Failure by Ferguson voters to approve a property tax increase should have no “major effects” on the city’s agreement with the U.S. Department of Justice or efforts to adopt community policing in the St. Louis suburb where Michael Brown was fatally shot by an officer, the city manager said Wednesday.

Ferguson voters on Tuesday approved a sales tax increase but rejected a property tax hike proposal. The taxes were meant to reduce a $2.9 million deficit and help fund changes mandated in a Justice Department agreement aimed at improving Ferguson’s criminal justice system. Those changes will cost an estimated $2.3 million over three years.

In a statement Wednesday, City Manager De’Carlon Seewood said failure of the measure will force a close look at the city budget.

“There may be some reduction in services but we do not believe there will be any major effects to the Consent Decree agreement, or our Community policing model,” Seewood said.

Ferguson is already planning across-the-board pay cuts of 3 percent for all employees.

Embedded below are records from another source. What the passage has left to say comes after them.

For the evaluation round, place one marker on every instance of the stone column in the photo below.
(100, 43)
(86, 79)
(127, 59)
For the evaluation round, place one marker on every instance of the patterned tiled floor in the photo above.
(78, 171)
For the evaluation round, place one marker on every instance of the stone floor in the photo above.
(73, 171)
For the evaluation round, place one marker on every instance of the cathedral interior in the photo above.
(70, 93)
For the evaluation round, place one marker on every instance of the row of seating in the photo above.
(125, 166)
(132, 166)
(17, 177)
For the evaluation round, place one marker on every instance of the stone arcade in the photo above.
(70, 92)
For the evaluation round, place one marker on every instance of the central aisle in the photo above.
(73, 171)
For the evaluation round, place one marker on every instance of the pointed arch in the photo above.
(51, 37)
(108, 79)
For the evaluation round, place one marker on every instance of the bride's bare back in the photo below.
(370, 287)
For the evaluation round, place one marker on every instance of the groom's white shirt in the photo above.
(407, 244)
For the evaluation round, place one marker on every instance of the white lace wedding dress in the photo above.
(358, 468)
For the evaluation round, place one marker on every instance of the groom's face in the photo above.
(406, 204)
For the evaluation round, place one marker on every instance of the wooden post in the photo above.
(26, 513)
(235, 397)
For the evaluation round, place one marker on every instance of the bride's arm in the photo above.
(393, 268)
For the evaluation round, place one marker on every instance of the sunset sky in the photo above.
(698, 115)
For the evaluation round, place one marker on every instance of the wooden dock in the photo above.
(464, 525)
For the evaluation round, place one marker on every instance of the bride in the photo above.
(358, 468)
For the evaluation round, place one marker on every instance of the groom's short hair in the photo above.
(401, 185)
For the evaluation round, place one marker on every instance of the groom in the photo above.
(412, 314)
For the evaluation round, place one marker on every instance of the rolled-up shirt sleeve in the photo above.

The sales tax is expected to generate more than $1.2 million annually, but about one-third of that goes to a capital improvements fund, not general revenue.

In addition to the deficit, Ferguson must, as part of the Justice Department agreement, hire a monitor; implement diversity training for police; purchase software and hire staff to analyze records; and outfit all officers and jail workers with body cameras.

Brown, 18, who was black and unarmed, was shot during a street confrontation with white officer Darren Wilson on Aug. 9, 2014. A grand jury and the Justice Department cleared Wilson in the shooting.

The shooting led to a Justice Department investigation of Ferguson police and court practices.

The City Council last month agreed to the settlement after first rejecting it a month earlier.